Studio LCB mit Ernst Augustin

26. August 2003
Literarisches Colloquium Berlin

Lesung: Ernst Augustin
Gesprächspartner: Matthias Politycki und Uwe Timm
Moderation: Maike Albath

Sobald alle Rechtsinhaber zugestimmt haben, wird diese Veranstaltung vollständig nachzuhören sein.

Programmtext

Der Historiker Alexander, ein sehniger, durchtrainierter Herr im dritten Lebensalter, erobert sich ein neues Territorium: die FKK-Zone im Jakobi-Schwimmbad, mitten im sommerlichen München. Als Experte für vorderasiatische Frühgeschichte und die Tempelprostitution im alten Ninive nimmt Alexander das fremde Soziotop unter seine wissenschaftlich geschärfte Lupe, findet Gefallen an den Gepflogenheiten und wird Teil der Nacktbade-Gesellschaft. Eines Tages betritt Juliane mit ihrer rasanten Figur die Rasenfläche und entzündet einen Kampf um Leben und Tod, bei dem Tantramänner, altindische Liebestechniken und Gruppendynamik eine Rolle spielen. In seinem zehnten Roman "Die Schule der Nackten" (C.H. Beck) verbindet der Schriftsteller und Psychiater Ernst Augustin, 1927 in Hirschberg/Riesengebirge geboren, Orient und Okzident auf spielerische Weise. Als Leiter eines amerikanischen Krankenhauses in Afghanistan Ende der 50er Jahre hatte Augustin Asien kennen gelernt und aus den Märchen und Sagen der Region ein archetypisches Pseudo-Epos geschaffen: "Mahmud der Schlächter", 1992 erstmals bei Suhrkamp erschienen, das der C.H. Beck Verlag jetzt unter dem Titel "Mahmud der Bastard" neu auflegt. Ernst Augustin wird aus seinen Büchern lesen und mit den Schriftstellern Uwe Timm und Matthias Politycki über die Beziehungen zwischen Phantasie und Wirklichkeit diskutieren.

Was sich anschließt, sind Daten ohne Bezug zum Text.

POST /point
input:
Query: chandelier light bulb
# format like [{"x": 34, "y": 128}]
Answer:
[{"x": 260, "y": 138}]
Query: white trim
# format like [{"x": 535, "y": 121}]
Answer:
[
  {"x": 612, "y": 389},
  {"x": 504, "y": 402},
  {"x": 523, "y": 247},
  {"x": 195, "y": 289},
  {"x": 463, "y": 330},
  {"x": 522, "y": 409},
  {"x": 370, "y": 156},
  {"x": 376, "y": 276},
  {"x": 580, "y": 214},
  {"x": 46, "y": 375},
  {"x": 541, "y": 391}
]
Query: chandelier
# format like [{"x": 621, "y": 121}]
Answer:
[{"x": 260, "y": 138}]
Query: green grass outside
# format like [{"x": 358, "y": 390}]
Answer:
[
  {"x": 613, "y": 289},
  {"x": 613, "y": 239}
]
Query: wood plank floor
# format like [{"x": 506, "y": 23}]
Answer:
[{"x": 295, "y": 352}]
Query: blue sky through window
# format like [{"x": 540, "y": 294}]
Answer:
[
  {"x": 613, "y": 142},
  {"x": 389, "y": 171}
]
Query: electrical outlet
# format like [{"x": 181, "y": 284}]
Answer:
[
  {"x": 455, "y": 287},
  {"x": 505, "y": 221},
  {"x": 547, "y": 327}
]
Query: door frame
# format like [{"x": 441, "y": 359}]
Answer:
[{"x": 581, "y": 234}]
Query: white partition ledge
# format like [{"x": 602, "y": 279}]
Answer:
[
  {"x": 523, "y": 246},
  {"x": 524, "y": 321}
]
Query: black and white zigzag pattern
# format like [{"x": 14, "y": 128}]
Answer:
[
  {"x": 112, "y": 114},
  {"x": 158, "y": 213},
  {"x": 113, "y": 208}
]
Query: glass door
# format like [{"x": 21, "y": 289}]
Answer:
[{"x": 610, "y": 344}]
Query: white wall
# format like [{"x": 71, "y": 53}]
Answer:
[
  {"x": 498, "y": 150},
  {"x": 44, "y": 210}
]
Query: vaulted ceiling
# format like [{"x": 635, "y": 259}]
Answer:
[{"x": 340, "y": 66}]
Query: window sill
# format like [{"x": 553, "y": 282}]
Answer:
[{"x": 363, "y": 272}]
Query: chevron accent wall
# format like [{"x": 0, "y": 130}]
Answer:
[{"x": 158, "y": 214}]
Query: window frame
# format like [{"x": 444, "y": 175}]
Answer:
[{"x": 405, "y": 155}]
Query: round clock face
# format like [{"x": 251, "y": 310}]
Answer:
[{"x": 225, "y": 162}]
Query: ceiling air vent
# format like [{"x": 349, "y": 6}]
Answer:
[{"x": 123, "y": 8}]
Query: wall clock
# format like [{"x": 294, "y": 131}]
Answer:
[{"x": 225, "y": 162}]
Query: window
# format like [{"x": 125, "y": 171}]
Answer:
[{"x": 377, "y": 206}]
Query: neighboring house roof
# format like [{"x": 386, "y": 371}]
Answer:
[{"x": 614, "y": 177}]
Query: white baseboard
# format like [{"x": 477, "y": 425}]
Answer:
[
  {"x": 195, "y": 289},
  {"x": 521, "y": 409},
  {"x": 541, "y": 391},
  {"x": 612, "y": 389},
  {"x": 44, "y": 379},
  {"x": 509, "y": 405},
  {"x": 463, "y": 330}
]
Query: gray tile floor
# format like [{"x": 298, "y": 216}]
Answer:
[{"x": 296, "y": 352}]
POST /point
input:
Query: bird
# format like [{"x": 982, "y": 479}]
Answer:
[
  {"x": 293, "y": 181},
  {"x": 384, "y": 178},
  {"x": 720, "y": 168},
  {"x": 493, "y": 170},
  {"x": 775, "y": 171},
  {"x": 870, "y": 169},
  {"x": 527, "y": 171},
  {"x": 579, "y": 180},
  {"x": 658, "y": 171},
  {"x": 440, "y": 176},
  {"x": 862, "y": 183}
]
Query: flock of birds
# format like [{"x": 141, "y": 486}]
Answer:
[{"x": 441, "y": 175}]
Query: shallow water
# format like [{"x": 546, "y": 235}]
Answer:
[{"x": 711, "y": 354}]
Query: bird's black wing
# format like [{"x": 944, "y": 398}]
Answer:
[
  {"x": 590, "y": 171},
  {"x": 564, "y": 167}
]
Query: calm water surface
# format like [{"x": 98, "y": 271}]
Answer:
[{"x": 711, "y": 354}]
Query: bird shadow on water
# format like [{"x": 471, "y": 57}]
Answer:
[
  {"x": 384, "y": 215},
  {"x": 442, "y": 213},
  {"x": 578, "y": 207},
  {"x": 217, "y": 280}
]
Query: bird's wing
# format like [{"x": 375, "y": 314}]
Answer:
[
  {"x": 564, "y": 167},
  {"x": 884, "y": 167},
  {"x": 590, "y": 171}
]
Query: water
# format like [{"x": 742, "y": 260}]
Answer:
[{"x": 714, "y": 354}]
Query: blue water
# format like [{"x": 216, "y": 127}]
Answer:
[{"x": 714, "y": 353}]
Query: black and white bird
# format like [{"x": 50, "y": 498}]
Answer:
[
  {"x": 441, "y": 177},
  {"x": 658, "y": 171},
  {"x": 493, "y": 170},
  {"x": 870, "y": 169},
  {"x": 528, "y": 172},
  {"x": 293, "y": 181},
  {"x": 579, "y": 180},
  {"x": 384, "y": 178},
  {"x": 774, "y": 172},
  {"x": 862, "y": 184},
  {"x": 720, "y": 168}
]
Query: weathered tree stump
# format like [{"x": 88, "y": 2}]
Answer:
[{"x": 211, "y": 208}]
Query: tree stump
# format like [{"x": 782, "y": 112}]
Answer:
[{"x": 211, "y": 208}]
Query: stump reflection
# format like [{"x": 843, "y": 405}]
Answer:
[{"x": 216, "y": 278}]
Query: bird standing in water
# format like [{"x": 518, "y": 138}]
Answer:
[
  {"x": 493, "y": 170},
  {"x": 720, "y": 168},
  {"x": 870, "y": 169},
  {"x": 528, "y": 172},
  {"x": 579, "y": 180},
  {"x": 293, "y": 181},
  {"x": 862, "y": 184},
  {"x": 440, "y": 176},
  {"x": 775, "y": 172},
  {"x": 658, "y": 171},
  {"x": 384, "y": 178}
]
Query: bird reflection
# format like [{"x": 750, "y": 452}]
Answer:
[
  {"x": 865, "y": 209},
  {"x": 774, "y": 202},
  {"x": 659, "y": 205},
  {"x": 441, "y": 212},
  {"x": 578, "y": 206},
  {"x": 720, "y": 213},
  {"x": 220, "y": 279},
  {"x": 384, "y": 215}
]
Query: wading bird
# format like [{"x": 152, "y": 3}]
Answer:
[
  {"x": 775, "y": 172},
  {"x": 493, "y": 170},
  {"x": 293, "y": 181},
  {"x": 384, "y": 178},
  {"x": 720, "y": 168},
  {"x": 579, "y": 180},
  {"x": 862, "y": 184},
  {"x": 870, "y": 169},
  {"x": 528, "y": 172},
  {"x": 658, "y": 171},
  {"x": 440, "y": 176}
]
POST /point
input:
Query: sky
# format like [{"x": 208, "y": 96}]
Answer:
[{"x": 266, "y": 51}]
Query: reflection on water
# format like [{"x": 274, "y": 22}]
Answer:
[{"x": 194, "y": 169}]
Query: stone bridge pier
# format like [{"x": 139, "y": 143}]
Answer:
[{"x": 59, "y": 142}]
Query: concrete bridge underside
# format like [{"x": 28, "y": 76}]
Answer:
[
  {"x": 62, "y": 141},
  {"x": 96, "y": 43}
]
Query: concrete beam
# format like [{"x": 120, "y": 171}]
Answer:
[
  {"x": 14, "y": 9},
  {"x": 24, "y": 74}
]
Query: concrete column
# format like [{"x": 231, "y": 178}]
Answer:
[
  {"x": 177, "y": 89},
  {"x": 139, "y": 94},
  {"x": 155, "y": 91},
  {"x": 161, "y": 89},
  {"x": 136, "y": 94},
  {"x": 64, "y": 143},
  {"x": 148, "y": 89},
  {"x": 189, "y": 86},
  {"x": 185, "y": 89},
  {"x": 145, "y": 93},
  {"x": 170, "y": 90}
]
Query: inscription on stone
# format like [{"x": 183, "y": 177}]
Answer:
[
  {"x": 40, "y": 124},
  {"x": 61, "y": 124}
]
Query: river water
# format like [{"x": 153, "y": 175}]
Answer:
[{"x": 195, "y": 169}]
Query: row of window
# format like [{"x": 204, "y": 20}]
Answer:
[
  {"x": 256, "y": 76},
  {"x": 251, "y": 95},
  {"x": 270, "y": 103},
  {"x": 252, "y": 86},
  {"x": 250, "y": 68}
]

Weiterführende Informationen

Ernst Augustin erzählt von seinem ereignisreichen Leben als Arzt und Schriftsteller. "Mich hat immer das Abenteuer gereizt", bekennt er zu Beginn der Aufnahme und erzählt, wie er als junger Arzt 1958 nach Afghanistan kam, um ein kleines Krankenhaus zu leiten. Lauter Kuriositäten kommen schließlich zum Vorschein. Die beschaulichen klingen dann derart: Augustins Ausweis als DDR-Bürger hieß damals "Travel Border" und war mit dem Zusatz versehen: "Es wird vermutet, dass er Deutscher ist." Die weniger beschaulichen Details werfen ein finsteres Licht auf die afghanische Gesellschaft der 50er Jahre, wie z. B. die Geschichte von der Frau, die sich weigerte, eine Burka zu tragen - und der in der Öffentlichkeit die Nase abgeschnitten wurde. Aber auch über den Literaturbetrieb berichtet Augustin kenntnisreich. Wie jeder literarisch gut unterrichtete Mensch weiß, wurde die Tagung der Gruppe 47 in Princeton 1966 durch Handkes dramatischen Auftritt, in der er der Jury "Beschreibungsimpotenz" vorwarf, berühmt. Was nur wenige aber wissen: Ernst Augustin hatte just an dem Tag auch seinen Roman vorgestellt. "Mein Auftritt bei der Gruppe 47 war dramatisch", erzählt er. "Ich hatte einen Riesenerfolg. Aber nur bis 12 Uhr. Dann kam Handke."